Dravet syndrome, previously called severe myoclonic epilepsy of infancy (SMEI), is an epilepsy syndrome that begins in infancy or early childhood and can include a spectrum of symptoms ranging from mild to severe. Children with Dravet syndrome initially show focal (confined to one area) or generalized (throughout the brain) convulsive seizures that start before 15 months of age (often before age one). These initial seizures are often prolonged and involve half of the body, with subsequent seizures that may switch to the other side of the body. These initial seizures are frequently provoked by seizures or exposure to increased temperatures or temperature changes, such as getting out of a bath. Other seizure types emerge after 12 months of age and can be quite varied. Status epilepticus – a state of continuous seizure requiring emergency medical care – may occur frequently in these children, particularly in the first five years of life.

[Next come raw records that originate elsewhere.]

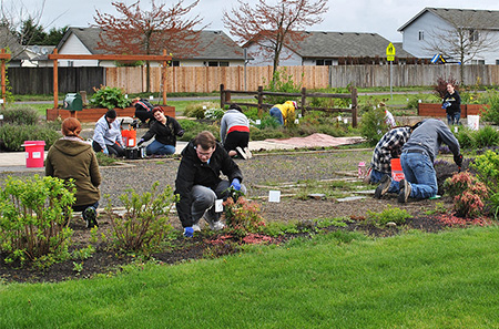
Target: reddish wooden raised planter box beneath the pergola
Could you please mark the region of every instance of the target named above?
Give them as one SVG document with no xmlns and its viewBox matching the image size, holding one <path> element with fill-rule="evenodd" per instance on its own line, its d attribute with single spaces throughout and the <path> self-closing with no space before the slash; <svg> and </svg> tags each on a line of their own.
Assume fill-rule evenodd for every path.
<svg viewBox="0 0 499 329">
<path fill-rule="evenodd" d="M 162 105 L 164 114 L 175 117 L 175 106 Z M 135 115 L 135 107 L 114 109 L 118 116 Z M 108 109 L 83 109 L 82 111 L 68 111 L 62 109 L 47 109 L 47 121 L 55 121 L 58 117 L 64 120 L 67 117 L 77 117 L 80 122 L 96 122 L 102 115 L 108 112 Z"/>
</svg>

Children with Dravet syndrome typically have normal development in the first fews years of life. As seizures increase, the pace of acquiring skills slows and children start to lag in development behind their peers. Other symptoms can begin throughout childhood with changes in eating, appetitie, balance, and a crouched gait (walking).

In at least 80 percent of cases, Dravet syndrome is caused by defects in a gene required for the proper function of brain cells. Mutations in the SCN1A gene (a gene that encodes as a sodium channel, a part of the cell membrane involved in nervous system function) are the primary causes of Dravet syndrome. Borderline SMEI (SMEB) and another type of infant-onset epilepsy called generalized epilepsy with febrile seizures plus (GEFS+) but which is much less severe, are caused by defects in the same gene. Dravet syndrome is a lifelong condition.